I also worry that my reluctance to let go of the dream could warp my ability to see prep school jobs for what they are. Am I foolish enough to turn down a good position ("It's not the right fit.") in order to avoid letting go of the dream? That, it seems to me, would be the height of folly.
So let me ask you - how do you balance your lofty dreams and the crushing reality of the academic market?
SOS says: Problematic Headline.
12 hours ago
6 comments:
I have always intended to teach at a SLAC. I had a position at one before I finished my PhD. I spent four years there. Then I left, to follow my spouse and take care of my children.
For the next 10 years, the only thing I did academically related to my goals was actually finish my PhD. Then I started adjuncting, just because I missed it.
With my children mostly grown and my husband settled in one job (or so it seemed), I felt it was time to go on the market. The times had changed. I had interviews at a SLAC but they turned me down. I never got an interview at one of the CCs I adjuncted for. Had two but no finish at another. I went to work as an adjunct for the SLAC and taught 4/4/1 (their ft load) for an adjunct salary. (It was a good adjunct salary, but it was not ft salary.)
I spent two years "catching up" in scholastic work before I was offered a CC job. They turned me down the previous year because I had no publications on my CV. (Several forthcoming, but didn't know you could put those on CVs. Thought that was padding.)
Honestly, I took the job because it was the only one offered. But it has been an incredibly good job. My boss is fantastic. My colleagues are collegial. The staff (as is usual for a reasonably well-run department) are amazing.
Long term it might start to wear on me, but there are significant advantages to this position that I did not know. 4-day workweek, schedule at my preference, summer if I want, cool/crazy classes that I am surprised SACS (accreditation) lets me teach!
I hope that if you take the position, you find it as rewarding as I have found the one I "settled" for.
If not, you will have a ft job while you are looking for a new position. There are significant advantages to that.
Thanks Dr. D!
To be clear, I don't see going to a prep school as "settling" in that I don't see it as a step down. It is a fundamentally different career because the one I have is not working for me, or rather I did not make it as far in this career as I'd hoped. By my definition, staying here is "settling".
But I had a vision of what my life would be like, and now I'm having to rethink it, and that's a difficult process. (Hence my navel-gazing here.)
Wrapped up in this is a general sense that I have "failed" at higher ed. I am fully aware that by most definitions I have made it - a TT job with a good teaching load, book, articles, grants, etc. But (again) that's not what I wanted. I had ambitions and at 42-years, I'm having to come to terms with failing to achieve those ambitions.
Do I KNOW that much of this is irrational? Sure.
Do I sincerely believe that once I make the jump I'll be happy? Of course, or I wouldn't be here.

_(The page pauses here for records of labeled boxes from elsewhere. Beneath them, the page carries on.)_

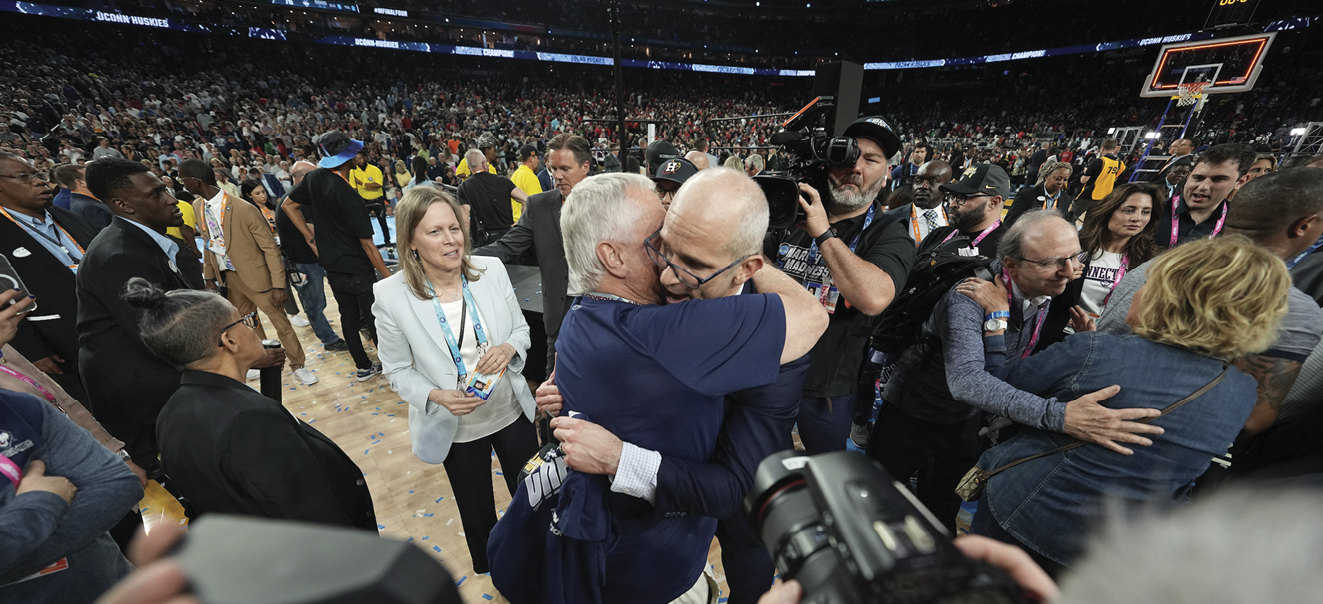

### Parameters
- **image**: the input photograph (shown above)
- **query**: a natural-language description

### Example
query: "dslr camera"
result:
[745,451,1025,604]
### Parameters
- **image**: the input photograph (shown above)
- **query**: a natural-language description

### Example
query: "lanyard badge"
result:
[804,205,877,315]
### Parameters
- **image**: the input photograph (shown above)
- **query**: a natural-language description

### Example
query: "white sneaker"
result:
[294,367,318,386]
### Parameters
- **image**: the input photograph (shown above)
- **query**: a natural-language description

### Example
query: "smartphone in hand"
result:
[0,254,37,312]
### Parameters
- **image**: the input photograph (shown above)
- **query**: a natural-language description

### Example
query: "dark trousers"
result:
[717,513,777,604]
[868,404,982,533]
[443,415,537,574]
[795,394,856,455]
[327,272,377,369]
[970,504,1069,579]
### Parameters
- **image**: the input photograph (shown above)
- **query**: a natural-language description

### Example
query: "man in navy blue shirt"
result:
[490,173,827,604]
[537,169,808,604]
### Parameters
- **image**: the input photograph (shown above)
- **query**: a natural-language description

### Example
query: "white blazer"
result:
[372,256,536,464]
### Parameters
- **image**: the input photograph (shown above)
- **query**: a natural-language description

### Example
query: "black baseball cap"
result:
[939,164,1011,200]
[652,157,699,185]
[845,115,901,157]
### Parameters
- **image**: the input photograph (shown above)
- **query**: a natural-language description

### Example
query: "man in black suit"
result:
[1026,143,1052,185]
[52,164,115,233]
[474,133,593,375]
[77,159,214,478]
[0,151,97,403]
[886,160,951,247]
[1150,139,1199,182]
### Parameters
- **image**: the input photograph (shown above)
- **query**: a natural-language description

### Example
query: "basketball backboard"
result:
[1139,32,1277,96]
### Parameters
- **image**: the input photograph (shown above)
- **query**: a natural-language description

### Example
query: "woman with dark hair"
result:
[1035,182,1163,350]
[401,155,437,193]
[239,178,275,234]
[124,278,377,531]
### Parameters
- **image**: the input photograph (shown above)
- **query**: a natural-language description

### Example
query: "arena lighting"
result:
[0,0,1319,77]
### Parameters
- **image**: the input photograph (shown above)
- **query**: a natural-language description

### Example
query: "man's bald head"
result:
[667,168,769,262]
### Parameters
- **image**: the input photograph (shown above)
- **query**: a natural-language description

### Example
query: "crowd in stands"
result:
[0,8,1323,604]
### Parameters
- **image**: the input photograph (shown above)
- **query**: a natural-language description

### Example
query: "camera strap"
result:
[804,204,877,280]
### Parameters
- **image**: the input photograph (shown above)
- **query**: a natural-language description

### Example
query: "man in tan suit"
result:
[179,160,318,386]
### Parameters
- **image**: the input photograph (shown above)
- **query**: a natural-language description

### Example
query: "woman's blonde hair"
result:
[396,186,483,300]
[1130,235,1291,359]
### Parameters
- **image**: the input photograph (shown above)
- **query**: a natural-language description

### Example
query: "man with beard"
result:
[769,116,914,453]
[886,160,951,247]
[868,210,1160,530]
[929,164,1011,258]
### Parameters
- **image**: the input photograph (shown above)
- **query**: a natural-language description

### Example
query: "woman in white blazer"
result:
[372,188,537,572]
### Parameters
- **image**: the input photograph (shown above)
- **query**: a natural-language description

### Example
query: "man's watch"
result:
[814,226,836,247]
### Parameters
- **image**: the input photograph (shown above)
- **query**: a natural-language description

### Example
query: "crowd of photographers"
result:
[0,10,1323,603]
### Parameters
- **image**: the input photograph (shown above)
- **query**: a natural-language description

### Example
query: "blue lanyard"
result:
[1286,237,1323,271]
[427,276,487,390]
[804,204,877,278]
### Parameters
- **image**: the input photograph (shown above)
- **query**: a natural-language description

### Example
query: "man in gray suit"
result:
[474,133,593,375]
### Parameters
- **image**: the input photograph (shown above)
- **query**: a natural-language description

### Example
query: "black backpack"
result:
[873,229,994,356]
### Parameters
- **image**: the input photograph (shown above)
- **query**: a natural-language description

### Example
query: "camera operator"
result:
[777,116,914,453]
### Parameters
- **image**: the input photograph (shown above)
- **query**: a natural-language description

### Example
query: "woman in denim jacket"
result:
[970,237,1291,572]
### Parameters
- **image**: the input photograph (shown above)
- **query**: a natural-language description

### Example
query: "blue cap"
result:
[315,130,363,169]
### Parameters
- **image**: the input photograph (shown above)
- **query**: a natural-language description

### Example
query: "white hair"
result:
[1057,481,1323,604]
[561,172,656,296]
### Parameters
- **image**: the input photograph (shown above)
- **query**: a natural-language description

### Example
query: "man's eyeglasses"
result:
[643,229,753,289]
[0,172,50,185]
[220,311,257,346]
[942,193,992,208]
[1021,251,1089,271]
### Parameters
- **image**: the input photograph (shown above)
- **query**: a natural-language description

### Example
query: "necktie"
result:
[923,210,941,233]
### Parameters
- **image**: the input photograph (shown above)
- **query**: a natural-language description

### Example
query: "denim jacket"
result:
[979,332,1257,564]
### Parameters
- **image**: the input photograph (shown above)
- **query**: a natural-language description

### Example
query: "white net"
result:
[1176,82,1208,107]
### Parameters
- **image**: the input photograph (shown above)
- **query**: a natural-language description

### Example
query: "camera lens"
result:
[755,481,852,601]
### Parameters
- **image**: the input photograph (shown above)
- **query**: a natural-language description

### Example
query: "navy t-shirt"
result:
[556,295,786,601]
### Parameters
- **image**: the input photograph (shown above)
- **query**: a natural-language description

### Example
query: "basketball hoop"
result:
[1176,82,1211,107]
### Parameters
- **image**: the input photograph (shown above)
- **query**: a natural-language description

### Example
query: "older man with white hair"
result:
[456,149,528,248]
[488,173,827,604]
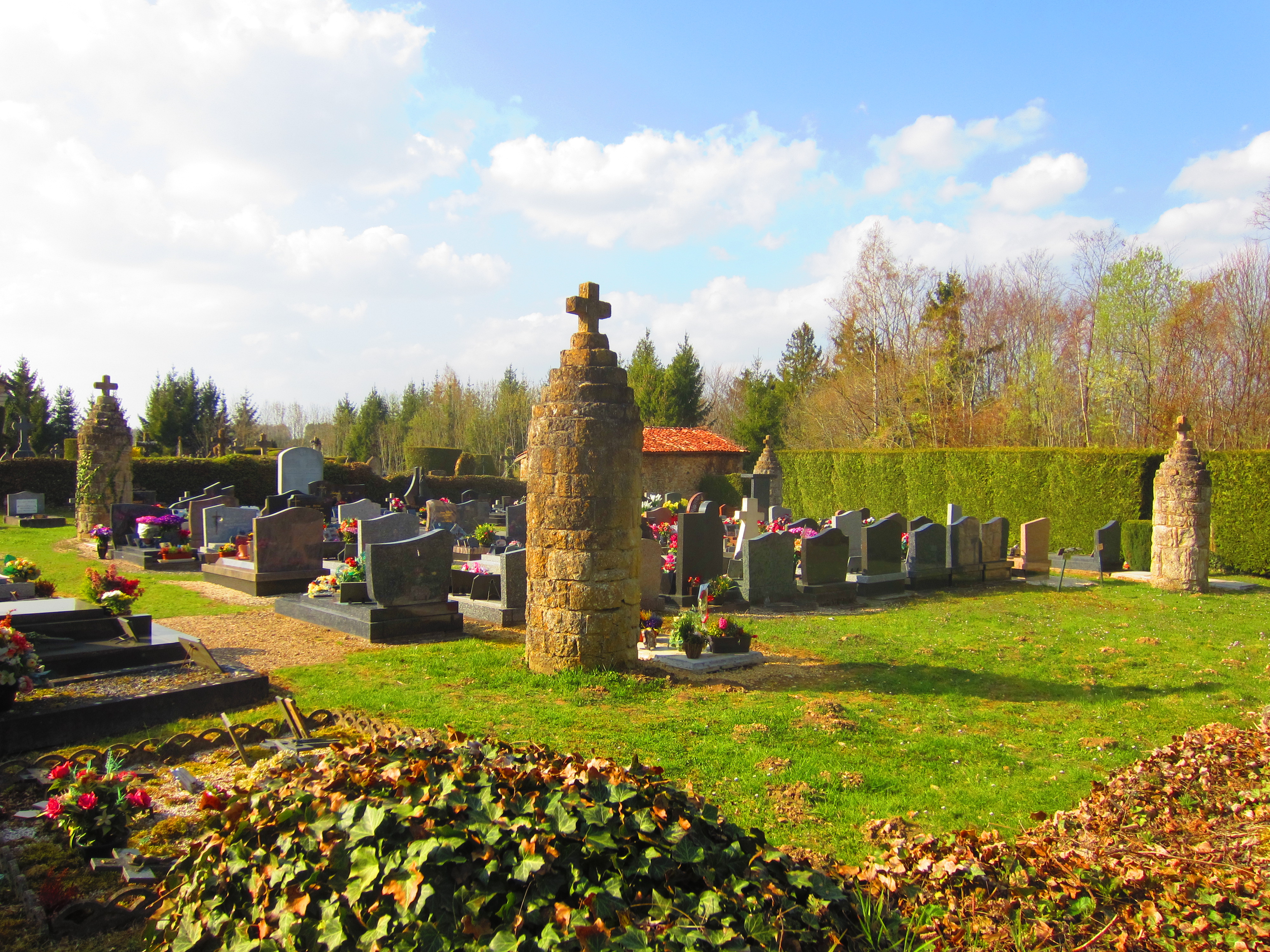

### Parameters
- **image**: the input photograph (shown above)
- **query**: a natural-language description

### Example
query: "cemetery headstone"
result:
[278,447,326,495]
[1012,517,1050,576]
[1151,416,1213,592]
[251,508,323,574]
[203,505,260,546]
[979,515,1010,581]
[906,515,949,589]
[366,533,453,608]
[507,503,530,546]
[737,531,798,605]
[671,513,726,608]
[357,513,419,555]
[798,526,856,604]
[525,282,640,673]
[947,510,983,585]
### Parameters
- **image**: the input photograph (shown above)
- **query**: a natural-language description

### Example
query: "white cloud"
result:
[865,99,1049,194]
[481,122,820,249]
[984,152,1090,212]
[1168,132,1270,198]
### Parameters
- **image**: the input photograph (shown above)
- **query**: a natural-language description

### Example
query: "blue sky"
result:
[0,0,1270,416]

But it's a tough process, and one that a lot of people are going to face. I want to leave a trail of breadcrumbs for PhDs to follow, so that when they have the "Oh, God, can I really do this?" moment they can see that someone else has had the same doubts and come out on the other side.

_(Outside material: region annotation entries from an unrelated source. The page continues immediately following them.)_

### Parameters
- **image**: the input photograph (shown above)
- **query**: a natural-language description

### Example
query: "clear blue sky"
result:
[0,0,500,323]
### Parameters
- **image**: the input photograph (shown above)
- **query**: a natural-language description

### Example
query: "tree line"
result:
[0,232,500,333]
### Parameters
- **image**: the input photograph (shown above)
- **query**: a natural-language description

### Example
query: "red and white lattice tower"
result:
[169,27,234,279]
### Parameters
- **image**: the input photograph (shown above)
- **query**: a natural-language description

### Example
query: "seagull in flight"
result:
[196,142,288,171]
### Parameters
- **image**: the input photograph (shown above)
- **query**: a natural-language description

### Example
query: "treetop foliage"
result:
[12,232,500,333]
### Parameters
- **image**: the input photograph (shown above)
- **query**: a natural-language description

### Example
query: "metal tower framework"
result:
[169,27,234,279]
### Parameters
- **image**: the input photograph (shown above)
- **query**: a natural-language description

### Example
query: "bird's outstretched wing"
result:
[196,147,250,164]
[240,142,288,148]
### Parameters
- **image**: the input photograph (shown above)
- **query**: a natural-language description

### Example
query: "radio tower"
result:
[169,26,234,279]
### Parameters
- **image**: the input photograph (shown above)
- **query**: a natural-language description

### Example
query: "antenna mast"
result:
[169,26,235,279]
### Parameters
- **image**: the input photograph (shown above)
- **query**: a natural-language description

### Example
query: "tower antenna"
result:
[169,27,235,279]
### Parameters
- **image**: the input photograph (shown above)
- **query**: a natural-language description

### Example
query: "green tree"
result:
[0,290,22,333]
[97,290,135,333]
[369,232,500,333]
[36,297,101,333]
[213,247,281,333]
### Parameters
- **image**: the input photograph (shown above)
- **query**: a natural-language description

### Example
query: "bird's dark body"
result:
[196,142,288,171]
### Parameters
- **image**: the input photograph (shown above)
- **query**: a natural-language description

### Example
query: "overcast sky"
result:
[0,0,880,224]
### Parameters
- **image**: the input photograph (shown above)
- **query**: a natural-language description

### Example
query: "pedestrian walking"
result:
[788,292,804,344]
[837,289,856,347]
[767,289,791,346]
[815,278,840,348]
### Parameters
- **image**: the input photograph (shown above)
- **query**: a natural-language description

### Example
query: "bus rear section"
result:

Think of it as navel-gazing for the greater good.
Right on, Ben! It is for the greater good! Thanks for admitting that you're as conflicted, and nuts, as the rest of us . . .
Ah, well, then, I hope your decision is the right one for you.
Since I only read this post (found it via twitter), I guess I wasn't cognizant of the full context. I hope that if you choose to change your career, that it will be enjoyable and exceed your expectations/hopes.
Giving up on the academic job market was hard enough, even though--by the end--it was not so much abandoning a dream as merely swallowing my pride.
A few things helped:
1) Limiting my contact with other academics. The condescension is inevitable and still very hard to take.
2) The obvious: immersing myself in the new. How's that historical fiction going??
3) Admitting that getting over my wounded pride would take a long time. Why else do I still read these blogs? Argh!